Ginned up traffic forecasts for Northeast Gateway
Dallas Transport Agency Cooks Up Fishy Traffic Projections for a New Road
by Angie Schmitt
DC Streets Blog
Thursday, October 16, 2014
We’ve reported on the way state agencies justify spending on expensive road expansions by overestimating the traffic that will materialize in the future. In an encouraging sign, one local press outfit is calling out the fishy traffic projections before a project gets built.
The regional transportation agency for Dallas justifies this highway project with traffic projections that far exceed even the estimates from the notorious sprawl enablers at Texas DOT.
Brandon Formby of the Dallas Morning News‘ Transportation Blog (yes, it’s a long-time member of the Streetsblog Network) has been taking a critical look at traffic projections from the North Central Texas Council of Governments, the Big D’s regional planning agency.

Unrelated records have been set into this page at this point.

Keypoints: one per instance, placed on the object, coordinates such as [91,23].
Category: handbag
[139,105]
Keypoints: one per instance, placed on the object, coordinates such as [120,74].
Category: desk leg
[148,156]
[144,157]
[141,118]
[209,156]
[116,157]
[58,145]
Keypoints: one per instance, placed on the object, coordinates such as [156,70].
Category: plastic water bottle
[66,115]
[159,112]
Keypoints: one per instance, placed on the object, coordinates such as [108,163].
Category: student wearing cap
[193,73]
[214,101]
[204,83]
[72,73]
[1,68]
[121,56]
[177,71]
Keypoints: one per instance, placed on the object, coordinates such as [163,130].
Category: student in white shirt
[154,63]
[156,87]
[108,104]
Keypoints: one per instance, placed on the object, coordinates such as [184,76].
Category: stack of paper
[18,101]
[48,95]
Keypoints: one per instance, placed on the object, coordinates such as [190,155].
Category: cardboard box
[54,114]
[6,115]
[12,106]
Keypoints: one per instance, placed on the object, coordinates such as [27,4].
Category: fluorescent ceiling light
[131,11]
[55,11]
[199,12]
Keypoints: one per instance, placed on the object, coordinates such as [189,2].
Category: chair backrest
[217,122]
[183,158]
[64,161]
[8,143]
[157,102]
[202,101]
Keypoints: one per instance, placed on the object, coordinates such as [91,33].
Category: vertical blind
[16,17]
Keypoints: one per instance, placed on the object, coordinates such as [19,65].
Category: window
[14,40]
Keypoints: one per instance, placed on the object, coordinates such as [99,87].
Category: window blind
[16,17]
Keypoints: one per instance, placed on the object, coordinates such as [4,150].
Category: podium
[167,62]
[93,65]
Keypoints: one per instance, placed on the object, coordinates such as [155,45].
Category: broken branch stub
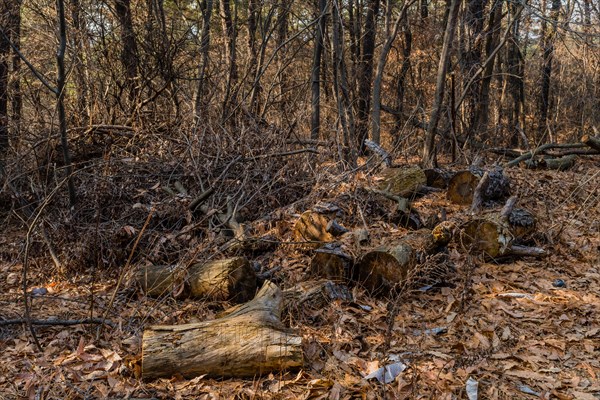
[250,341]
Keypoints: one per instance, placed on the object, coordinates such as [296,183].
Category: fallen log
[249,341]
[331,262]
[158,280]
[229,279]
[497,235]
[314,295]
[311,227]
[591,141]
[402,181]
[559,164]
[461,187]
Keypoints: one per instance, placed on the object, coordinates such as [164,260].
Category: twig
[122,275]
[58,322]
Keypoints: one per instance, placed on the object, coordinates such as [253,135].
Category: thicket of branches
[202,83]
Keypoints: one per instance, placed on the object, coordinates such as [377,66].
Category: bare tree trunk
[429,148]
[376,113]
[200,104]
[365,78]
[4,56]
[471,60]
[129,55]
[15,83]
[316,72]
[229,31]
[547,59]
[60,97]
[515,70]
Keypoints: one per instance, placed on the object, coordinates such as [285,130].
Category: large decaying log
[331,262]
[312,227]
[231,279]
[385,267]
[247,342]
[158,280]
[402,182]
[494,235]
[461,187]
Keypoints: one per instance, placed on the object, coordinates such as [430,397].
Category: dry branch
[248,341]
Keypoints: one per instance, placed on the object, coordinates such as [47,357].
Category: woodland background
[108,106]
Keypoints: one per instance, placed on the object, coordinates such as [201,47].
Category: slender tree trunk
[429,148]
[365,78]
[229,31]
[129,55]
[492,40]
[4,56]
[515,71]
[547,59]
[315,122]
[15,83]
[200,103]
[60,97]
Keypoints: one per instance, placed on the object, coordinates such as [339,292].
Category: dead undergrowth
[505,325]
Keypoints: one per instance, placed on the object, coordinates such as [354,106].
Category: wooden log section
[159,280]
[231,279]
[385,267]
[402,182]
[312,227]
[491,236]
[461,187]
[331,262]
[248,342]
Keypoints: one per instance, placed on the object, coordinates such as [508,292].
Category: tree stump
[312,227]
[402,182]
[231,279]
[247,342]
[381,270]
[461,187]
[492,236]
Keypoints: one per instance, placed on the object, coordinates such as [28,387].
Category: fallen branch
[59,322]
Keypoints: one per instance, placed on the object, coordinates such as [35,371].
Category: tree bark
[129,54]
[200,106]
[429,160]
[248,341]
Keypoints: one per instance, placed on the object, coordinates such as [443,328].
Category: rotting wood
[311,227]
[231,279]
[497,234]
[461,188]
[249,341]
[314,295]
[560,164]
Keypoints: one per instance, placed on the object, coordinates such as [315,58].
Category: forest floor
[502,326]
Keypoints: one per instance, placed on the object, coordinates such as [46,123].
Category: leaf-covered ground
[504,327]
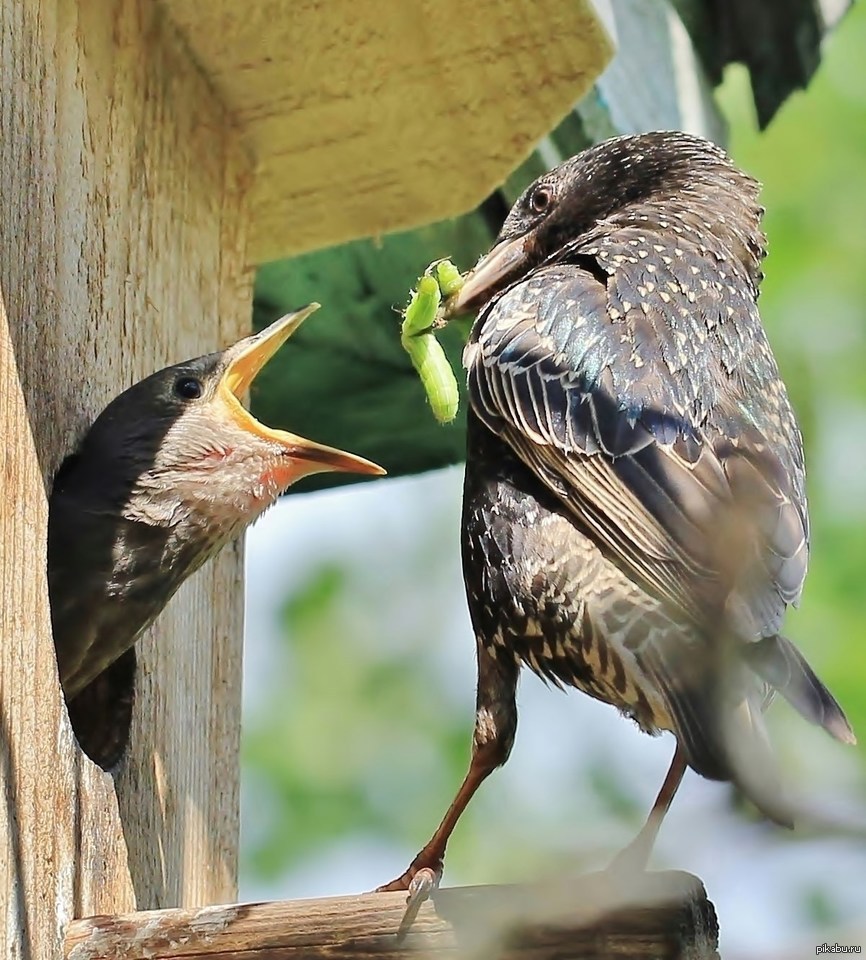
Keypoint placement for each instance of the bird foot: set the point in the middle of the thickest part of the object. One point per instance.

Residents who oppose the 28-mile Northeast Gateway-Blackland Prairie toll road – planned for a rural area between Garland and Greenville — question the assumptions behind the project.
The numbers certainly do look suspicious.
Here are some excerpts from Formby’s reporting (emphasis added):
• “Some of the council of governments predictions are hundreds of percentage points higher than the Texas Department of Transportation’s forecasts.”
• “NCTCOG predicts that 72,300 drivers will use State Highway 66 at County Road 6 in Lavon in 2035. That’s six times as many as the 12,000 drivers the agency says used it last year. It’s also more than triple the 22,880 drivers TxDOT estimates for the same spot in 2030, the closest year to the NCTCOG estimates for which the state has forecasts.”
• “While the regional agency’s traffic estimates for spots in the corridor predict anywhere from a 70 percent to 503 percent increase in drivers, the state predicts population increases in the four counties to be between 23.3 percent and 65.1 percent.”
Formby reports that NCTCOG has been reluctant to divulge how its traffic projections were developed. No wonder, because they seem to be practicing highway voodoo.